El cuarto afectado, F.R.M., natural de Oporto (Portugal) y residente también en Badajoz, permanece ingresado en el Hospital Donostia en observación y será dado de alta hoy.
El departamento vasco de Interior precisó que todos ellos fueron hallados con vida gracias a la rápida actuación de los servicios asistenciales y del propietario de la casa rural, que derribó la puerta de la vivienda.
Trabajadores en la zona
Los hechos ocurrieron sobre las 07.00 horas de esta mañana en el agroturismo Ugarte de Asteasu, donde se alojaban estas cuatro personas, al parecer trabajadores contratados por una empresa de la zona.
Una de las propias víctimas, al encontrarse mareada y con dificultades físicas, fue quien llamó al número de teléfono de emergencias para alertar de que él y sus tres compañeros presentaban mareos y problemas respiratorios.

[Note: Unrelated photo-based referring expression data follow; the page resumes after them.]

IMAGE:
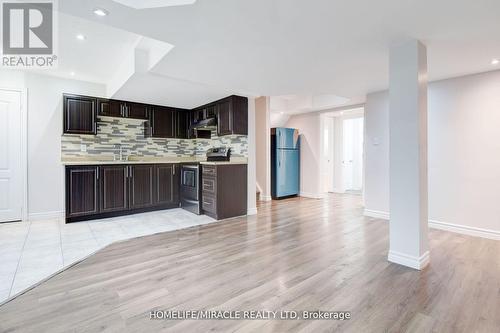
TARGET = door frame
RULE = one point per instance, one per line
(24, 148)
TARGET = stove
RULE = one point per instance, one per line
(218, 154)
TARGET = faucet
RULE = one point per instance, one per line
(120, 153)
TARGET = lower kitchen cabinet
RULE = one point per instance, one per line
(167, 184)
(224, 190)
(113, 190)
(82, 191)
(141, 186)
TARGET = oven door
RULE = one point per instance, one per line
(190, 182)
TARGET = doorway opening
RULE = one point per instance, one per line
(12, 156)
(342, 151)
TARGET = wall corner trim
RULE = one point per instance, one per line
(252, 211)
(456, 228)
(312, 195)
(46, 216)
(265, 197)
(376, 214)
(465, 230)
(409, 261)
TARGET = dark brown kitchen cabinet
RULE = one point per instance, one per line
(232, 116)
(82, 191)
(211, 111)
(114, 188)
(224, 119)
(137, 111)
(224, 190)
(109, 108)
(198, 115)
(79, 114)
(163, 122)
(182, 129)
(141, 191)
(167, 184)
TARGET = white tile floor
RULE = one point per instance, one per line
(32, 251)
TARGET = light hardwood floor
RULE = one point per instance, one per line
(296, 254)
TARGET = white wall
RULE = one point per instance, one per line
(251, 165)
(377, 152)
(45, 172)
(463, 154)
(263, 146)
(309, 126)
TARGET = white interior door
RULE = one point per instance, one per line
(327, 155)
(11, 180)
(352, 154)
(357, 161)
(347, 154)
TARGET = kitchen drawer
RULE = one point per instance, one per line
(209, 185)
(209, 203)
(209, 170)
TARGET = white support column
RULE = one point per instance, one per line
(408, 155)
(251, 199)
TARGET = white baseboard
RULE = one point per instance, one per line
(376, 214)
(312, 195)
(409, 261)
(457, 228)
(45, 216)
(252, 211)
(465, 230)
(265, 197)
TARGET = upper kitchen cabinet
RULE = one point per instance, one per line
(114, 108)
(79, 114)
(182, 121)
(109, 108)
(163, 122)
(137, 111)
(232, 116)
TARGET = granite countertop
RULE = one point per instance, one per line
(166, 160)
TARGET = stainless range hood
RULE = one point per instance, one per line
(206, 124)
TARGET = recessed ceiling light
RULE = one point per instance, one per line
(100, 12)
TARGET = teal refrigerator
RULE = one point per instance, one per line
(285, 162)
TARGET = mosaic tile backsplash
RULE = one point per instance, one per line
(129, 134)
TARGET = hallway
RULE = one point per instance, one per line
(296, 254)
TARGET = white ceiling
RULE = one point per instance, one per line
(154, 3)
(315, 47)
(94, 59)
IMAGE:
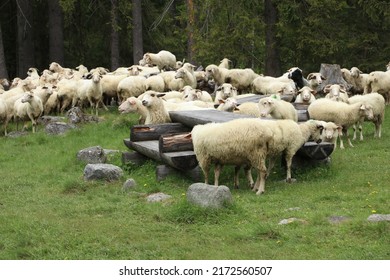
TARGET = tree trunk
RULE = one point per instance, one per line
(114, 36)
(3, 66)
(138, 51)
(56, 37)
(25, 38)
(272, 59)
(190, 30)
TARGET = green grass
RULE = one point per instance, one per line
(47, 210)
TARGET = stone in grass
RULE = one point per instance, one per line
(102, 171)
(158, 197)
(92, 155)
(209, 196)
(129, 185)
(379, 218)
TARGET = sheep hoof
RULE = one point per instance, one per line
(290, 180)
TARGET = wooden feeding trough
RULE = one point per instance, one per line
(171, 143)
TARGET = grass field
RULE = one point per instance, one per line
(47, 210)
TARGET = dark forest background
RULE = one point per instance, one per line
(269, 36)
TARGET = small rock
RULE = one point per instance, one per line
(102, 171)
(129, 184)
(379, 218)
(158, 197)
(92, 155)
(291, 220)
(209, 196)
(338, 219)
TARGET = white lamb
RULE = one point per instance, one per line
(156, 111)
(305, 95)
(134, 105)
(164, 60)
(340, 113)
(4, 116)
(379, 81)
(225, 63)
(278, 109)
(91, 90)
(377, 103)
(336, 92)
(315, 80)
(131, 86)
(248, 108)
(225, 91)
(29, 107)
(241, 79)
(221, 144)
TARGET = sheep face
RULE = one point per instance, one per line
(151, 98)
(128, 106)
(266, 106)
(330, 131)
(316, 78)
(27, 97)
(306, 93)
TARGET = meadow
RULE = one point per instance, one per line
(48, 211)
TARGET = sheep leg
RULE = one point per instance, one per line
(217, 172)
(248, 173)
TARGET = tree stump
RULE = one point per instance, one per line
(332, 73)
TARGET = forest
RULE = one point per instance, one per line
(268, 36)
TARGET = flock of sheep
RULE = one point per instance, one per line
(160, 84)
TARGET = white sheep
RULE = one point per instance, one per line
(340, 113)
(156, 111)
(155, 83)
(225, 63)
(241, 79)
(134, 105)
(377, 103)
(225, 91)
(315, 80)
(288, 138)
(29, 107)
(191, 94)
(227, 105)
(221, 144)
(4, 116)
(248, 108)
(91, 90)
(277, 109)
(357, 79)
(306, 95)
(3, 83)
(216, 73)
(379, 81)
(183, 78)
(336, 92)
(130, 86)
(164, 60)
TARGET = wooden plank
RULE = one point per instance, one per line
(184, 160)
(192, 118)
(154, 131)
(175, 142)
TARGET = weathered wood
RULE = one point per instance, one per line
(133, 157)
(175, 142)
(184, 160)
(192, 118)
(154, 131)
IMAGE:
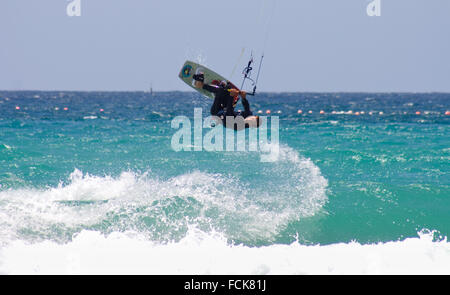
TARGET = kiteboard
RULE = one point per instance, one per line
(191, 68)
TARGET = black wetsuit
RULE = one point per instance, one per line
(223, 103)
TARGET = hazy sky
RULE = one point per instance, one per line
(310, 45)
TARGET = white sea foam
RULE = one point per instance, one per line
(201, 253)
(163, 209)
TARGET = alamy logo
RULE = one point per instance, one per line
(374, 8)
(214, 139)
(74, 8)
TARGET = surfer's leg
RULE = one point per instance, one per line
(215, 108)
(247, 112)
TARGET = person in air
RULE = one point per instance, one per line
(225, 99)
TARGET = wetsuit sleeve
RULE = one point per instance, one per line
(247, 111)
(211, 88)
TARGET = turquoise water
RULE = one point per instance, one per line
(105, 165)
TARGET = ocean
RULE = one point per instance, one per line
(91, 184)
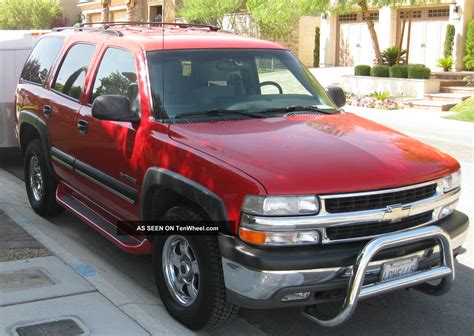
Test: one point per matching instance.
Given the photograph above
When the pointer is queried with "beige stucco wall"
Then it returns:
(387, 31)
(307, 27)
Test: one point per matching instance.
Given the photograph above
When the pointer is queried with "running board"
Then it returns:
(87, 215)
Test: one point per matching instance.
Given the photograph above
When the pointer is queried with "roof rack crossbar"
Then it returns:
(107, 24)
(104, 30)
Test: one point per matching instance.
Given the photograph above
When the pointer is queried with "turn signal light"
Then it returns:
(279, 238)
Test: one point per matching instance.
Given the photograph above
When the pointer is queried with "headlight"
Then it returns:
(281, 205)
(452, 181)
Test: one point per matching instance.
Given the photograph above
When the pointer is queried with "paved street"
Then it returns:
(127, 281)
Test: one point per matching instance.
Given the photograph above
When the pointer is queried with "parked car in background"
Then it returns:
(15, 45)
(134, 127)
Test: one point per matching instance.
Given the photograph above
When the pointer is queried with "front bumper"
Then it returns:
(258, 277)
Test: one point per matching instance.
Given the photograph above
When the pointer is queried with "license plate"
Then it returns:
(398, 269)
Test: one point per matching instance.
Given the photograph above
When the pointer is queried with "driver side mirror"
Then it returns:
(337, 95)
(114, 108)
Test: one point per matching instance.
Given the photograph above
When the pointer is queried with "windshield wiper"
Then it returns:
(219, 113)
(294, 108)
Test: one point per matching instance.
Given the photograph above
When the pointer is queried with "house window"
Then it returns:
(374, 16)
(440, 12)
(351, 17)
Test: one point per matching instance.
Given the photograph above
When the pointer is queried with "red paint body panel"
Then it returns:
(319, 155)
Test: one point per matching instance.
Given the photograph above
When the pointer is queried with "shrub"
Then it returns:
(446, 63)
(418, 72)
(398, 71)
(317, 35)
(380, 71)
(362, 70)
(449, 41)
(389, 56)
(469, 49)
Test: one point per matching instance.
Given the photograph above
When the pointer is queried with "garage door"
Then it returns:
(355, 44)
(119, 15)
(428, 33)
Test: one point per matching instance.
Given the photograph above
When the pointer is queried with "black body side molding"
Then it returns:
(30, 118)
(162, 178)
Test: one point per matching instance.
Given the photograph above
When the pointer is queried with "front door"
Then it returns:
(104, 158)
(355, 44)
(63, 106)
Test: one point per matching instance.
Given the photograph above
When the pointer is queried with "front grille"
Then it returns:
(373, 229)
(379, 201)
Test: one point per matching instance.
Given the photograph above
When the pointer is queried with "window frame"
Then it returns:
(58, 70)
(97, 68)
(52, 66)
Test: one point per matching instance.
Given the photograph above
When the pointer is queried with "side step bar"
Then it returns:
(356, 290)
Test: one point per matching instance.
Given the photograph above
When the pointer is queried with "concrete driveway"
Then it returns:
(399, 313)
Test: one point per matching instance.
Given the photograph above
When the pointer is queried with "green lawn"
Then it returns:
(464, 111)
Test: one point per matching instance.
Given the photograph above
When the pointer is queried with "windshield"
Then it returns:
(258, 80)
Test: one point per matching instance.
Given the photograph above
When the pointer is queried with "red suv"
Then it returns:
(153, 124)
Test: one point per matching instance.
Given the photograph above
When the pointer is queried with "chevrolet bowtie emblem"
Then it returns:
(396, 213)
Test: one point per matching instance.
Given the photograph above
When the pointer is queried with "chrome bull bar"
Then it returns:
(356, 290)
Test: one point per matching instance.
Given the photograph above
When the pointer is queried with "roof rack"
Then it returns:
(106, 25)
(104, 30)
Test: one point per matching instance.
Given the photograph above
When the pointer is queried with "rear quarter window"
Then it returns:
(41, 59)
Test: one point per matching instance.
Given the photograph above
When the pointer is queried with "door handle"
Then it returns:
(82, 126)
(47, 110)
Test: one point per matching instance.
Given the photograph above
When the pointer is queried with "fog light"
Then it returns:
(295, 296)
(447, 210)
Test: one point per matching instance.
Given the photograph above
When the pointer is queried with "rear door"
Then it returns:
(31, 95)
(63, 106)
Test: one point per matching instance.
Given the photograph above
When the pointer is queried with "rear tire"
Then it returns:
(206, 308)
(40, 183)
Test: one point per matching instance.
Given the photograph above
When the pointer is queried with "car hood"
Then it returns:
(317, 154)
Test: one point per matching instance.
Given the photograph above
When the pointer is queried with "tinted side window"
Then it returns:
(41, 59)
(72, 74)
(117, 75)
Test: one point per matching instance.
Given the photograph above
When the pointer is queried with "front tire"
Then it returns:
(189, 277)
(40, 183)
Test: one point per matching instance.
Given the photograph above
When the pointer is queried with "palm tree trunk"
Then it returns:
(400, 41)
(373, 34)
(409, 36)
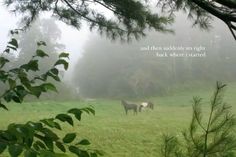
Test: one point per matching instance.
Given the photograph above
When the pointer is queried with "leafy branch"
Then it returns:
(38, 138)
(213, 138)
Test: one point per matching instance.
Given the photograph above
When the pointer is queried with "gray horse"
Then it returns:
(146, 105)
(129, 106)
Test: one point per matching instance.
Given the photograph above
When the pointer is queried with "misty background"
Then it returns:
(101, 68)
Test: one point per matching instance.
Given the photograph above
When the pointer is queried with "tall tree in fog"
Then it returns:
(131, 17)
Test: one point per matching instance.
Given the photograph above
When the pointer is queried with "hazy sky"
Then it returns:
(75, 40)
(72, 38)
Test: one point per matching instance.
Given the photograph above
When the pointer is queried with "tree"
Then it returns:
(200, 11)
(37, 138)
(213, 138)
(131, 17)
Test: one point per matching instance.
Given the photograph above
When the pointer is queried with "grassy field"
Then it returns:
(117, 134)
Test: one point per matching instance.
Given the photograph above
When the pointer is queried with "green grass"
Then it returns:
(111, 131)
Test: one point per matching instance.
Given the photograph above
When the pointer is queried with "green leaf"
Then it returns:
(8, 96)
(41, 53)
(15, 150)
(65, 118)
(40, 43)
(64, 55)
(47, 153)
(49, 86)
(69, 138)
(3, 146)
(36, 91)
(39, 145)
(76, 112)
(61, 146)
(32, 65)
(54, 71)
(3, 61)
(50, 122)
(55, 77)
(3, 106)
(30, 153)
(12, 83)
(13, 42)
(62, 62)
(83, 142)
(75, 150)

Bomberos, ambulancias y agentes de la Ertzaintza se desplazaron al lugar, pero dada la urgencia que requería el caso, se alertó también al propietario de esta casa rural ubicada en el casco urbano de Asteasu, residente en un inmueble cercano, para que acudiera en auxilio de sus clientes.
El dueño del agroturismo observó desde la ventana de su casa que los afectados yacían en el suelo, por lo que derribó una puerta para sacarlos.
Esta rápida actuación, antes de que llegaran los recursos de emergencia, redujo la gravedad del suceso, destacó la Ertzaintza, tras lo cual todos ellos fueron conducidos primero al Hospital Donostia de San Sebastián y, desde allí, tres fueron trasladados a Valdecilla, donde hay una cámara hiperbárica que permite su oxigenación para evitar secuelas.
Por el momento se desconocen las causas que provocaron esta intoxicación por gas, aunque según las primeras investigaciones de los bomberos podría deberse a una mala combustión de la caldera.